Thursday, June 01, 2006

J'ai rencontré ma Promotrice
Elle s'appelle Kiki, bien que je doute qu'il s'agisse de son vrai nom.
D'une voix aux intonations théâtrale, elle me demande d'emblée: "Aimes-tu l'opéra?" Un peu déconcertée, je réponds par l'affirmative. "Que le monde est bien fait! Moi aussi, j'adore l'opéra", me répond-elle, prenant la pose d'une cantatrice et commençant à chanter. Son agenda, j'allais le découvrir plus tard, ne mentionne que les dates de prochains opéras joués à Londres.
Elle jette un coup d'oeil à mon projet et à mes premiers articles. Elle hésite, fait la moue, puis me déclame en une seule tirade: "Il faut que tu les rendes plus fort. N'aies pas peur de dire ce que tu veux dire. Sois franche. Sois désagréable. Sois méchante. Je veux que le lecteur se sente proche des gens que tu décris. Je veux qu'ils aient le goût du sang dans leur bouche."
L'article parle des peurs que cause l'immigration. L'immigration, Kiki connait bien, ses parents Italiens ont immigré à Philadephie, où elle est née. Et ses grands-parents italiens, restés au pays, la prévenaient: "Ils me disaient de faire attention aux gypsies. Ils me disaient que si je sortais seule le soir ils allaient m'attraper et me vendre." Mais Kiki ne voyait pas de quoi ses grands-parents voulaient parler, puisque des gypsies, elle n'en voyait pas beaucoup à Philadelphie.
Elle me demande ce que je souhaite faire plus tard.
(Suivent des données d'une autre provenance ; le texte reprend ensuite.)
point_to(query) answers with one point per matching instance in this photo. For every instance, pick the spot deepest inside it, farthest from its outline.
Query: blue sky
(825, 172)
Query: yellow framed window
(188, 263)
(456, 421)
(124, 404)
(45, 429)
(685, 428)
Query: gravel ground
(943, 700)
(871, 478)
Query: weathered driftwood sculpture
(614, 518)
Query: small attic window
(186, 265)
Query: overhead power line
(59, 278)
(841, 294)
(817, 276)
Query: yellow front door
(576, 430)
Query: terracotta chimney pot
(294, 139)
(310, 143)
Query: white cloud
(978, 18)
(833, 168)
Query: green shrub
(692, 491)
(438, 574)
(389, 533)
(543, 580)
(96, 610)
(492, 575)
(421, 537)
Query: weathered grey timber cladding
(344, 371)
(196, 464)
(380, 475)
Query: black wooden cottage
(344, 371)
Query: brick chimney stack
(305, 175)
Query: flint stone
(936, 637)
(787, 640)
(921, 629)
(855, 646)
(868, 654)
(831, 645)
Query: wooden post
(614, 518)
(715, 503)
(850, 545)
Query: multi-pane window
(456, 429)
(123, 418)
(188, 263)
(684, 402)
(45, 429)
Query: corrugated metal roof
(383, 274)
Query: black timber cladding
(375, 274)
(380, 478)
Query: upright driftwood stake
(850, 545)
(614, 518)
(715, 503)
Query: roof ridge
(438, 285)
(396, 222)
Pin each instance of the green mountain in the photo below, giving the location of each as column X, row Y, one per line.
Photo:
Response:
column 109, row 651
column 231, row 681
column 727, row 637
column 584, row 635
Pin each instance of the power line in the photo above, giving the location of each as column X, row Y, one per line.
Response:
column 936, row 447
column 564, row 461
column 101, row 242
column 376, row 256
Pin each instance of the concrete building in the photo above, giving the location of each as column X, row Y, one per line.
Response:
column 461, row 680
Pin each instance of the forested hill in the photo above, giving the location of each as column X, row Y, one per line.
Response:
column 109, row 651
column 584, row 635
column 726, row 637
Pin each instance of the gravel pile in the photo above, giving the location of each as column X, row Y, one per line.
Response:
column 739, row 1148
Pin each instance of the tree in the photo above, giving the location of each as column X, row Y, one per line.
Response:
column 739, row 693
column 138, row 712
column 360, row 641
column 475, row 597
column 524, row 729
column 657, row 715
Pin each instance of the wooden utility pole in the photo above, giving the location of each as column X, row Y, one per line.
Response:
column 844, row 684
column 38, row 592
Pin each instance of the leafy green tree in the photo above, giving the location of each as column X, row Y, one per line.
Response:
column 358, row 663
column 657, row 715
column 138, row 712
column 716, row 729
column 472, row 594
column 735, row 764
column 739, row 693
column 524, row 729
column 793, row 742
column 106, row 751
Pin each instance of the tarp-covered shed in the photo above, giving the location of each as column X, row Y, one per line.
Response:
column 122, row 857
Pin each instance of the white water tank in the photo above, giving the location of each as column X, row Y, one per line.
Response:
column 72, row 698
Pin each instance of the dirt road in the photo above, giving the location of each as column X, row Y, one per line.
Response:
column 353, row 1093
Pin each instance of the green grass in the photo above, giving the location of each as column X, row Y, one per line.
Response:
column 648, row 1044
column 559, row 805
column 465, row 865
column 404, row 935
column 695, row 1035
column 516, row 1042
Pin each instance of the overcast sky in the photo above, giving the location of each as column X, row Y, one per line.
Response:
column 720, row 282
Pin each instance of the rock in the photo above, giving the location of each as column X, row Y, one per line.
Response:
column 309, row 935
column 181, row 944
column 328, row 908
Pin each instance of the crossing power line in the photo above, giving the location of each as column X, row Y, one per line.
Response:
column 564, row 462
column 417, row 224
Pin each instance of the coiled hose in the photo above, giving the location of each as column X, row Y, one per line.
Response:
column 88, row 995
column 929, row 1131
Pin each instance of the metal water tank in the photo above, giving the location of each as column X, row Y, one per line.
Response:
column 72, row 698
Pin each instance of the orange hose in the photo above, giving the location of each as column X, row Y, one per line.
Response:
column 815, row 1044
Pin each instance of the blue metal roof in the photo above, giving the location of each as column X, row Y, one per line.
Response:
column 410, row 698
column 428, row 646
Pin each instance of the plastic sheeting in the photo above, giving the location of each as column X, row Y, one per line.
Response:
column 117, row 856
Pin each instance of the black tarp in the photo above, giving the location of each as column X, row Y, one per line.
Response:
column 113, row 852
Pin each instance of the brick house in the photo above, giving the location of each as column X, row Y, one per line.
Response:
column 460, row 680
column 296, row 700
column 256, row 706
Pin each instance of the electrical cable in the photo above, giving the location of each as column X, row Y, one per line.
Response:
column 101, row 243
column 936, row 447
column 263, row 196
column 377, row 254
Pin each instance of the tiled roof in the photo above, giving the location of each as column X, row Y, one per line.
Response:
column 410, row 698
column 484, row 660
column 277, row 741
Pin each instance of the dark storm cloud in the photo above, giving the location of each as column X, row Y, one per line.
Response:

Quand je lui répond, journaliste européenne, elle s'arrête dans son mouvement, me dévisage et s'exclame: "Quelle ambition!", prenant à témoin les étudiants travaillant dans la pièce où nous parlons. Elle survole mon projet et arrête de rire en me disant: "Et ça, c'est un sujet difficile". Elle se jette en arrière sur son siège, roule les yeux et déclare, levant les bras aux ciel, "moi, je n'ai jamais eu beaucoup d'ambition".
Sa carrière, elle l'a commencée à New York, où elle était actrice. Terrible compagnie de théâtre, mais trépidantes aventures. Elle voulait juste vivre sa vie de la façon la plus glamour qu'elle puisse trouver. Puis un soir, lors d'une fête fort arrosée, un homme lui a demandé: "Peux-tu écrire de la façon dont tu parles?" "Bien sûr, bien sûr", me mime-t-elle en faisant le geste de porter une cigarette à sa bouche. Le lendemain, elle était journaliste.
Cela me semblait un peu bizarre, d'être assise là, ayant quarante années de moins qu'elle, et de la sentir plus jeune que moi.
A propos, Eliane, Sophie et Strepy, je vous conseille de regarder vos boites aux lettres attentivement pour l'arrivee de vos cadeaux kitschs

4 comments:

Anonymous said...

à Londres, on rencontre toutes sortes de gens... il y en aurait même des normaux, si on cherche bien.. Bref, j'attends tes prochains commentaires sur KIKI.

Anonymous said...

I know Kiki! She's a funny person.Well, she's different, but I like her ;))

Anonymous said...

'lut biboule,

U are simply the funniest. Me suis bien marrée en lisant toute ta 1ere page. 1 conseil : l obsession complique le regime.
Vu que je suis rentree tôt en Belgique, ca me donne envie de te rendre visite SI ca t arrange. Mais les we de juin je suis une petite formation donc il reste les semaines. Je dois trouver du boulot aussi. Bonne m, t as pas dit ton sujet de memoire? Gros kiss, Diane M

Anonymous said...

COOL pour le Kdo!!! J'attends avec impatience! un peu de gaieté pendant ces exams qui commencent mardi pour moi!!